Ainda no mesmo ano, fui convidado para contribuir com o “Espaço Liberdade”, coluna no Jornal do Commercio do Amazonas. Como jovem escritor, foi uma honra começar a escrever em um jornal, exatamente como os meus heróis da literatura faziam no início das suas carreiras – foram nas páginas do jornal impresso mais antigo do meu estado que eu me descobri cronista, gênero que acabaria por se tornar uma extensão da minha poesia.
Durante o mesmo período, atuei como coordenador de um projeto cultural de um amigo parlamentar, experiência importante para compreender as mazelas da nossa sociedade. Dentre saraus de poesia, distribuição de livros e eventos culturais em comunidades, conheci de perto as dificuldades do povo amazonense e percebi o quão carentes somos das necessidades mais básicas.
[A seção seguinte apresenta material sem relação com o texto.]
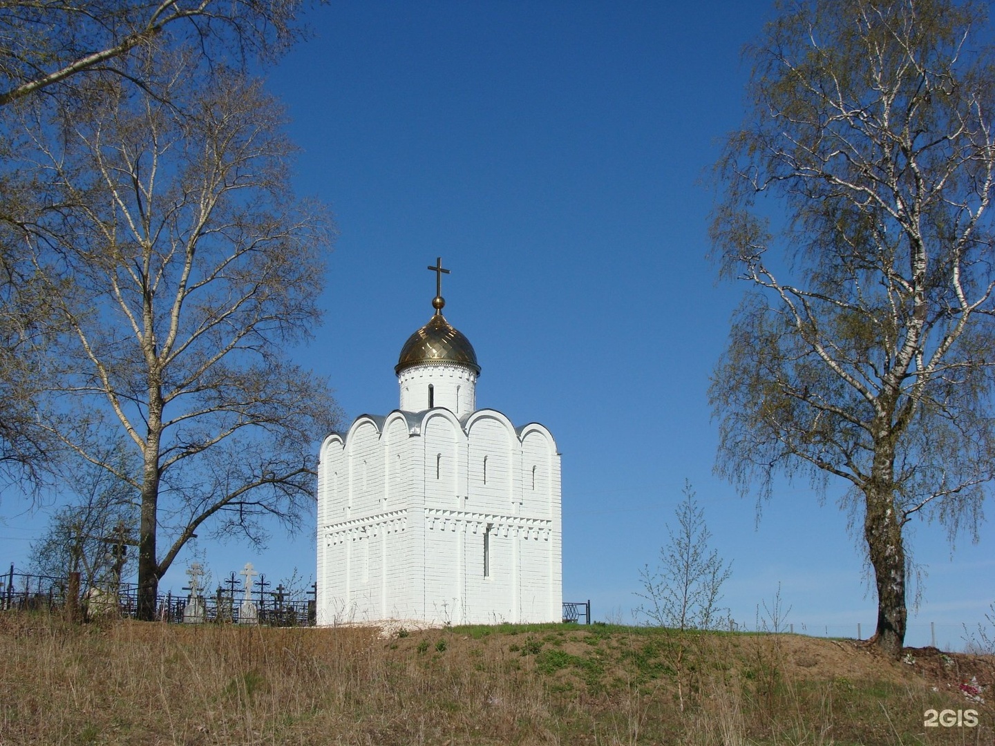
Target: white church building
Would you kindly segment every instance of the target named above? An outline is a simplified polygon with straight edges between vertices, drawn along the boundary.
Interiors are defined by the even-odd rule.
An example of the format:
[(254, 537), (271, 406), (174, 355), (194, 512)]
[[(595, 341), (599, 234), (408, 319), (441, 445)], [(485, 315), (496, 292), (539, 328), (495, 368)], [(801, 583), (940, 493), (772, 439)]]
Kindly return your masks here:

Em 2023, com o apoio da Faculdade Santa Teresa, publiquei o meu terceiro livro. “Crônicas de um poeta crônico” é uma coletânea de crônicas publicadas no Jornal do Commercio e marca a minha estreia na prosa. O estilo é crítico, mas sem deixar o lado sonhador e romântico de lado; é uma escrita leve, mas cômica – tem um pouco de tudo e é um pouco da minha tentativa de me encontrar no gênero.
Em 2024, após ser demitido por telefone, decidi dar asas ao meu lado empreendedor. Desde então, tenho focado na construção de uma marca; ela atua no Brasil inteiro e tem uma base com mais de dois mil clientes. Por ser um lado mais reservado, falo pouco sobre isso; a estratégia de marketing que eu uso não necessita da minha imagem atrelada de forma tão direta, o que torna, por enquanto, desnecessária a vinculação do meu lado empresário ao meu lado escritor.
Moro na zona sul de Manaus, berço da cultura e dos prédios históricos. A minha rotina se divide entre a academia, as atividades da empresa e estudos diversos; amo ler e estudar. Estou até aprendendo um novo idioma! Tenho um gato laranja e dedico meu tempo livre ao voluntariado, ao estudo da Doutrina Espírita, bem como a algumas atividades da Ordem Rosa Cruz.